Improved selling prices and one-off claims helped Mesaieed Petrochemical Holding Company (MPHC) report a 13% increase year-on-year in net profit to QR805.91mn in the first nine months of this year.
The company, a subsidiary of Qatar Petroleum, said its financial performance “significantly exceeded” the group’s budget expectations.
The profit for the period was aided by recognition of a tax refund of approximately QR74.3mn for the period, said a spokesman of MPHC, one of the region’s premier diversified petrochemical conglomerates with interests in the production of olefins, polyolefin, alpha olefins and chlor-alkali products.

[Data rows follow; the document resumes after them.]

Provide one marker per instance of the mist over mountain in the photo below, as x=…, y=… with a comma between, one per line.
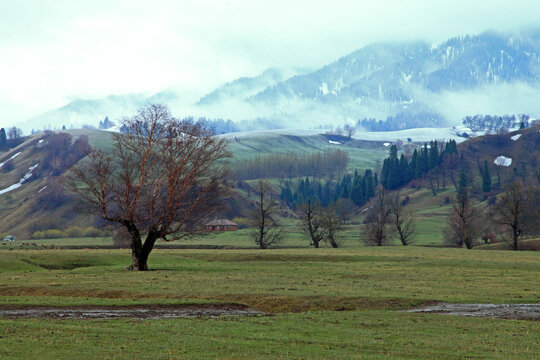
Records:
x=487, y=73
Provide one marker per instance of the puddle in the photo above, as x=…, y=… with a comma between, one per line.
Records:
x=503, y=311
x=132, y=312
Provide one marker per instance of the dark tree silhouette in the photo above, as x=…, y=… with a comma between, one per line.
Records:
x=516, y=211
x=163, y=178
x=266, y=231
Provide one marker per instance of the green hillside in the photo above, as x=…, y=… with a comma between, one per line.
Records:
x=41, y=203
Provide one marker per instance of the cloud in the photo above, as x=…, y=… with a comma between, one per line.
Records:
x=53, y=51
x=514, y=98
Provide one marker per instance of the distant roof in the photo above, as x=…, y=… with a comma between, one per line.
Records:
x=220, y=222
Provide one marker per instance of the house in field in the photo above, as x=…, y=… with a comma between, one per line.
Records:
x=221, y=225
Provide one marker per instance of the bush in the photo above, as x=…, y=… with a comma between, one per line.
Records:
x=40, y=234
x=242, y=222
x=121, y=238
x=75, y=231
x=93, y=232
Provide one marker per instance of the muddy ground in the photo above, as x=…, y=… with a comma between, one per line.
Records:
x=503, y=311
x=146, y=312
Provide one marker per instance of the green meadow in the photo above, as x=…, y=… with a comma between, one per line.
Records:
x=319, y=303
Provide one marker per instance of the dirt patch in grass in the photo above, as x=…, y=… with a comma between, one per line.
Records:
x=94, y=293
x=503, y=311
x=298, y=304
x=133, y=312
x=266, y=303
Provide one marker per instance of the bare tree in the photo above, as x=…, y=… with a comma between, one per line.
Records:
x=403, y=223
x=266, y=230
x=311, y=221
x=14, y=133
x=331, y=224
x=464, y=222
x=516, y=212
x=163, y=178
x=378, y=218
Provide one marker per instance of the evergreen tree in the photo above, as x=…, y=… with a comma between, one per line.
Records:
x=463, y=189
x=370, y=184
x=433, y=155
x=3, y=138
x=404, y=170
x=413, y=165
x=486, y=178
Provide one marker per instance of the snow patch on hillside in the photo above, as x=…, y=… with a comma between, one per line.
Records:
x=26, y=176
x=502, y=161
x=11, y=158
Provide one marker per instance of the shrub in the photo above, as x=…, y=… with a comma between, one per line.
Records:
x=54, y=234
x=75, y=231
x=93, y=232
x=242, y=222
x=40, y=234
x=121, y=237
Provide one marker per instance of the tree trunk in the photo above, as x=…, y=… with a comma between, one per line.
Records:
x=333, y=242
x=140, y=252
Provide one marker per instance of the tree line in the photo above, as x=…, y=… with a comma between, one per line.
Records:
x=356, y=188
x=495, y=123
x=10, y=138
x=399, y=171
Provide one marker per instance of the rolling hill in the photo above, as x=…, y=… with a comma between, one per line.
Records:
x=40, y=202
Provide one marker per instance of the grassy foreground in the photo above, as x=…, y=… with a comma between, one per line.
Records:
x=324, y=303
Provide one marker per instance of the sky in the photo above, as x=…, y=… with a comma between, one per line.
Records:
x=54, y=51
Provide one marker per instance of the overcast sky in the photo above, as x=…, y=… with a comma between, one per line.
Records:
x=54, y=51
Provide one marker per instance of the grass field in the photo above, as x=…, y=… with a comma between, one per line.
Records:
x=325, y=303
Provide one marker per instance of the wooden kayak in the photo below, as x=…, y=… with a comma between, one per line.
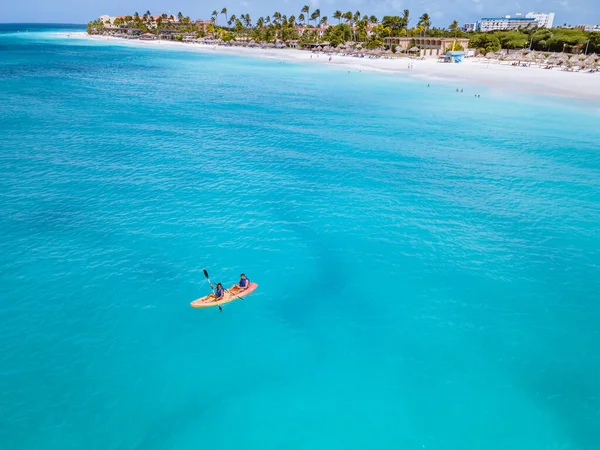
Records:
x=231, y=294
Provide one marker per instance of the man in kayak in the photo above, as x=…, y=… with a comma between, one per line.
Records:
x=244, y=282
x=219, y=291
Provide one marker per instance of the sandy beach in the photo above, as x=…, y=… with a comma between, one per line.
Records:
x=474, y=71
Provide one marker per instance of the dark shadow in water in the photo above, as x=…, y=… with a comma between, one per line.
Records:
x=326, y=278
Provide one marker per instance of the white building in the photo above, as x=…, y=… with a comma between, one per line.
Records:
x=589, y=28
x=505, y=23
x=543, y=20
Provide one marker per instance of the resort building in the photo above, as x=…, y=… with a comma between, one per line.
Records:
x=428, y=46
x=505, y=23
x=542, y=20
x=589, y=28
x=318, y=31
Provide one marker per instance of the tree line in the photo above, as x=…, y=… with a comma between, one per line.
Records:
x=355, y=26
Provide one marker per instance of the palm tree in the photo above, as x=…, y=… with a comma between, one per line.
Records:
x=425, y=21
x=338, y=15
x=315, y=16
x=306, y=9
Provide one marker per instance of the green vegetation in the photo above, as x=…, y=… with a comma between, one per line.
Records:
x=309, y=27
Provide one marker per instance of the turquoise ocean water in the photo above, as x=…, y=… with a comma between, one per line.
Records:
x=428, y=261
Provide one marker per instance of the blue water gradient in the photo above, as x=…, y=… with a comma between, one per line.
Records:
x=428, y=261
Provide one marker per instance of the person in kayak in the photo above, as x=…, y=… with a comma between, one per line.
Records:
x=219, y=292
x=244, y=282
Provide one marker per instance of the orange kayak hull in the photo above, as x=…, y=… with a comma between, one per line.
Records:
x=231, y=294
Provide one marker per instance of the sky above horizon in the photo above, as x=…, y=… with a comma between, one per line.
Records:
x=442, y=12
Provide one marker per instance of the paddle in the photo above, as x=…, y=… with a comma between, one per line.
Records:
x=210, y=282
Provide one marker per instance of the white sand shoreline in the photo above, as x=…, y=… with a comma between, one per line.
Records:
x=502, y=77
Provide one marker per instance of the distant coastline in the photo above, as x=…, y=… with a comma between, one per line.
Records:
x=474, y=74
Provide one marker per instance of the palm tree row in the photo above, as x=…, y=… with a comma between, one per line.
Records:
x=308, y=26
x=306, y=17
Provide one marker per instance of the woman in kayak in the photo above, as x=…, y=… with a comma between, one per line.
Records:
x=244, y=282
x=219, y=292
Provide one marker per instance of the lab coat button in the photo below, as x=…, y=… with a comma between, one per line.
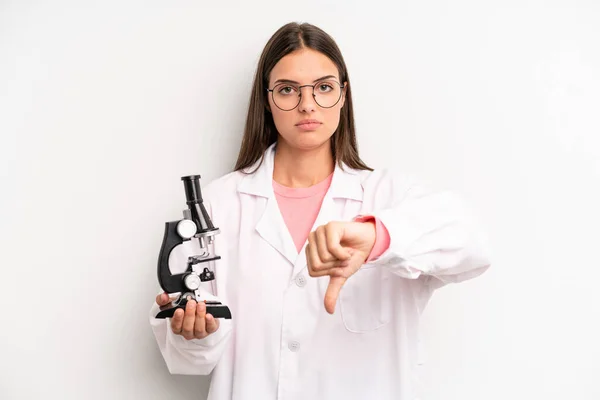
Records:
x=300, y=280
x=294, y=346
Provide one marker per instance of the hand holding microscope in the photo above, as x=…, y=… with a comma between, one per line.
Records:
x=198, y=281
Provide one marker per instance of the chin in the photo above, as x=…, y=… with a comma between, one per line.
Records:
x=308, y=141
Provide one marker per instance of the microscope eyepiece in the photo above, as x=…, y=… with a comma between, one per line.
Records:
x=194, y=201
x=193, y=194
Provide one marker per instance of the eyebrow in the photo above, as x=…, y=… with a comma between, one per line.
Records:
x=297, y=83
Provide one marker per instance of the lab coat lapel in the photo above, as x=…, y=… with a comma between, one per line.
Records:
x=271, y=225
x=345, y=185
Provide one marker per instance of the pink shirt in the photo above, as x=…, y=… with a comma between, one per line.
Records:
x=300, y=208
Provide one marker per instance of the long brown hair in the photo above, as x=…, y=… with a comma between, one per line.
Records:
x=260, y=131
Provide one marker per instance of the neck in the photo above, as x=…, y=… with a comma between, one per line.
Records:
x=302, y=168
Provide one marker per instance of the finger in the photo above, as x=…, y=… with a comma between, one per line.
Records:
x=212, y=324
x=199, y=326
x=162, y=299
x=337, y=268
x=189, y=319
x=333, y=235
x=333, y=291
x=312, y=258
x=177, y=321
x=324, y=255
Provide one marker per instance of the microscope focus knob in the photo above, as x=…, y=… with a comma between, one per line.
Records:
x=192, y=281
x=186, y=228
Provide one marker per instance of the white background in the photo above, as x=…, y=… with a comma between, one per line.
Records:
x=103, y=107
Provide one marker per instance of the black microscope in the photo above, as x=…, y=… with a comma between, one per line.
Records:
x=196, y=224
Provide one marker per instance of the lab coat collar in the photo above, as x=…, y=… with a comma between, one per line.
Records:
x=345, y=182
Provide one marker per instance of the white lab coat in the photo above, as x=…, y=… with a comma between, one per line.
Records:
x=281, y=343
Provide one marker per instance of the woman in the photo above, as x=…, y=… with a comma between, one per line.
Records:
x=326, y=264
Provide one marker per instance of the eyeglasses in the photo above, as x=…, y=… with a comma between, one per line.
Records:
x=286, y=96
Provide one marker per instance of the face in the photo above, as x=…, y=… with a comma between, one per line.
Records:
x=311, y=124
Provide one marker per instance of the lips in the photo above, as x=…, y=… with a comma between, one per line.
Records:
x=308, y=124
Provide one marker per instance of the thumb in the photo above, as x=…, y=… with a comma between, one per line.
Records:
x=333, y=291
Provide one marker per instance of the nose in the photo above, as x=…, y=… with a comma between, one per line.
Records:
x=307, y=101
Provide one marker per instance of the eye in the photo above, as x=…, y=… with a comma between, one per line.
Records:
x=324, y=87
x=286, y=90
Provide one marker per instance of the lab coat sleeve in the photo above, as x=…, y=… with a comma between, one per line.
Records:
x=432, y=233
x=189, y=357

“The group continued to benefit from the supply of competitively priced ethane feedstock and fuel gas under long-term supply agreements,” he said, adding this contracting arrangement is an important value driver for the group’s profitability in a challenging market condition.
The company’s share of results from joint ventures witnessed more than 11% increase to QR722.53mn and interest income by about 71% to QR20.48mn.
MPHC also brought down its general and administrative expenses by more than 5% to QR12.19mn.
Total assets were valued at QR14.48bn, comprising current assets of QR1.29bn and non-current assets of QR13.19bn at the end of September 30 this year.
Total equity stood at QR14.33bn on a capital base of QR12.56bn and earnings-per-share stood at QR0.64 during January-September this year.
The closing cash position stood at a robust QR1.1bn at the end of nine-month ended September 30, 2017, even after paying the previous years’ dividends of QR724.2mn.